The first lesson was that one must confront racists. Most civil rights "leaders" in Dubuque favored letting the neo-Nazis have their rally unopposed, and having a picnic across town instead. Fortunately ARM and the local GLBT activists understood that lack of opposition is exactly what racist groups need in order to gain confidence, encourage fence-sitters to join them, and grow.

This was an idea that I had been familiar with through my reading, but it was brought home to me forcefully at the counterdemonstration itself. Actually hearing the Nazi rhetoric and "sieg heils", seeing the uniforms and salutes and marching and signs in a central part of downtown Dubuque, was even more upsetting than I had expected. It wasn't something to be ridiculed and ignored and have a picnic about.

And it became very personal when a young local Black teenager on our side of the fence (which the city had erected to separate the racists from us) suddenly gasped as she saw a white girl she recognized on the other side. The Black girl turned to me in shock. "I know her. I know that girl. She's my friend. How could she be with them, over there?" Her eyes were filling with tears as she looked back at the racists and then turned back to me, looking absolutely lost. All I could say was, "Don't worry. Please don't cry. You have 500 friends on this side of the fence."

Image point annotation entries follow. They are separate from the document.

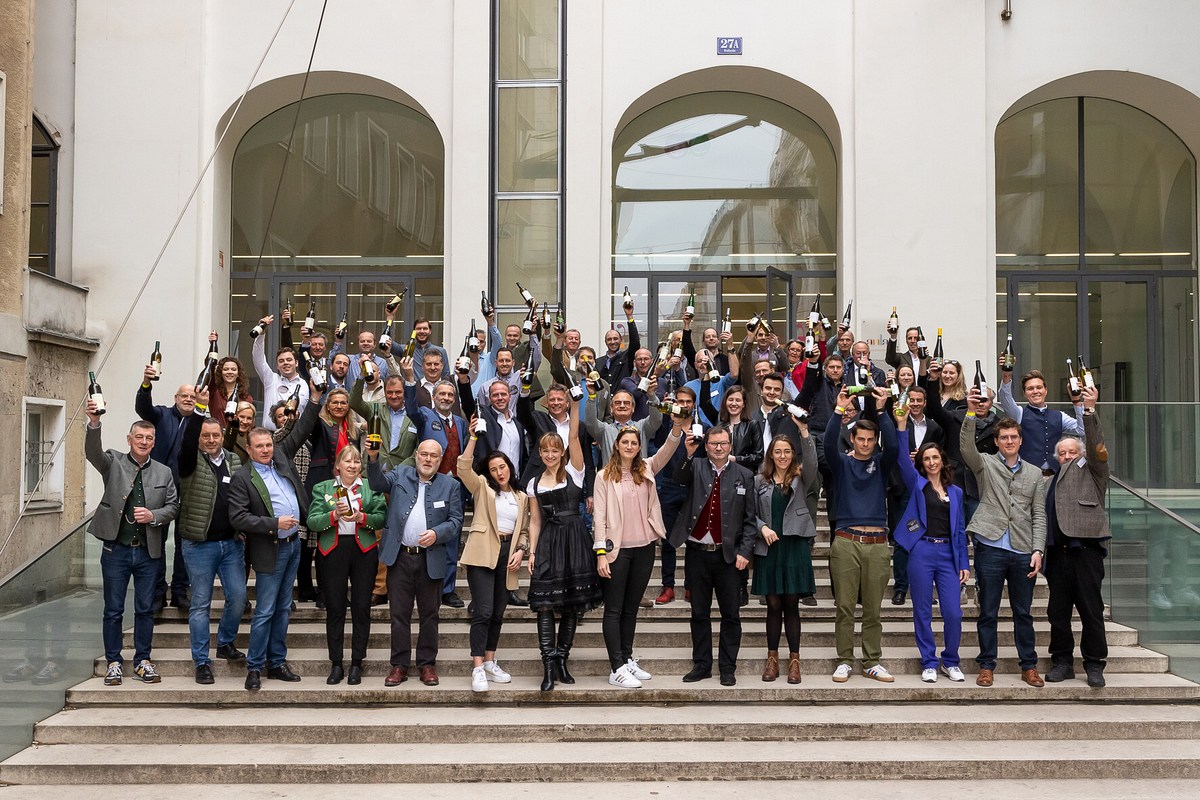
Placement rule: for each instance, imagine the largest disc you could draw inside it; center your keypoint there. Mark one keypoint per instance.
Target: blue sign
(729, 46)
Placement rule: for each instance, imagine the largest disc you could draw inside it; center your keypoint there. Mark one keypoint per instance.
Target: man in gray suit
(424, 513)
(1077, 542)
(718, 525)
(139, 501)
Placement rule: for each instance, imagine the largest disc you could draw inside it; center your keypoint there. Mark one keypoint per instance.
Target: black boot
(546, 644)
(565, 639)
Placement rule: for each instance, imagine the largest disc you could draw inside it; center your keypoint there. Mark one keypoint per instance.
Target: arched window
(1096, 256)
(730, 196)
(42, 199)
(346, 218)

This girl hadn't been part of the organized opposition; she had come to the park out of curiosity about what her parents and those civil-rights "leaders" had been telling the Black population to ignore. And later, as ARM members returned to Iowa City, I wondered what that young woman would have thought if anti-racists hadn't organized that counterdemonstration, and she'd been alone when she saw her supposed friend among dozens of racists, unopposed by anyone. Luckily, instead she saw Blacks, whites, gays, lesbians, straights, local people and people from out of town, far outnumbering the pathetic and cowardly goosestepping little group.

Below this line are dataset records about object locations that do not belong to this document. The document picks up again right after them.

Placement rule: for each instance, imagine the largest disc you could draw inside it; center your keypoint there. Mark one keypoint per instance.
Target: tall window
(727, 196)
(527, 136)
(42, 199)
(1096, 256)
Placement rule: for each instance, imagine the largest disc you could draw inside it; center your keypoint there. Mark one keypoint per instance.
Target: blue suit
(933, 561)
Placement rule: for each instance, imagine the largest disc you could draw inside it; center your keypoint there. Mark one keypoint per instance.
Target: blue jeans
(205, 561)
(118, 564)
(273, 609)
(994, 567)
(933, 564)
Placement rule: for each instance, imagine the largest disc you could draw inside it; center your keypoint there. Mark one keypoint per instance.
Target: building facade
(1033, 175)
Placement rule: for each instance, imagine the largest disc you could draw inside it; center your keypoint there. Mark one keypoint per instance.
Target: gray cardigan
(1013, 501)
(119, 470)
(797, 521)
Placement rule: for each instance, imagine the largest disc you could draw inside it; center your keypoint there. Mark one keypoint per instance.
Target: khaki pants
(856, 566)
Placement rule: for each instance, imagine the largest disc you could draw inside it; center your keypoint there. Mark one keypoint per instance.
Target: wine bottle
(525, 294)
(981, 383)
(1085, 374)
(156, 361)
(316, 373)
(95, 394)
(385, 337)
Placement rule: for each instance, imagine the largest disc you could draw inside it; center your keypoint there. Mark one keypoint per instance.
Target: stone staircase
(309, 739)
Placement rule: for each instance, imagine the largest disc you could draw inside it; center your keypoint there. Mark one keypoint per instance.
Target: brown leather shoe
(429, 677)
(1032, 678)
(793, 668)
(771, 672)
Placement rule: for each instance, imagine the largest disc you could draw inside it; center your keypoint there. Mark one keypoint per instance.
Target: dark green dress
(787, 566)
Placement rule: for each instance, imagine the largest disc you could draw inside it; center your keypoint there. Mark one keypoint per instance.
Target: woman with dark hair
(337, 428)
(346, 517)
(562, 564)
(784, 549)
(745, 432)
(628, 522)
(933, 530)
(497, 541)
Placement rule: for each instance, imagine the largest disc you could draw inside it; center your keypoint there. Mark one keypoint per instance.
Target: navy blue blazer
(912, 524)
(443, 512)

The second lesson I learned also gave me indelible proof of the theories of struggle I'd been reading about. The local Dubuque residents were most GLBT people and their supporters. Many of ARM's supporters were Black college students, many of whom had long-held homophobic ideas. But seeing who their allies against the Nazis actually were--seeing gays and lesbians being the most prominent and dedicated of the local organizers in our efforts--changed the Black students' minds to such an extent that, after that successful anti-Nazi rally in Dubuque in May, the Black Student Union marched as a contingent in the Gay Pride Parade that June for the first time ever.

Karl Marx said something to the effect that "struggle is necessary not only because the ruling class cannot be defeated except through struggle, but also because only through struggle can the working class rid itself of the muck of ages and fit itself to rule." People learn and change in struggle. They are tested and their ideas are tested. They learn who their allies are. They overcome divisions that we're all taught to believe in--hostile divisions of race, gender, sexual orientation, national origin, and all the other "muck" used to divide working people so they can't unite and fight back.

All of this made sense to me when I read it, but it was all purely theoretical until I got involved in struggles myself. The anti-racist organizing I helped with in Dubuque and Janesville in the early 1990s proved things to me that I will never forget. It made me an activist for life.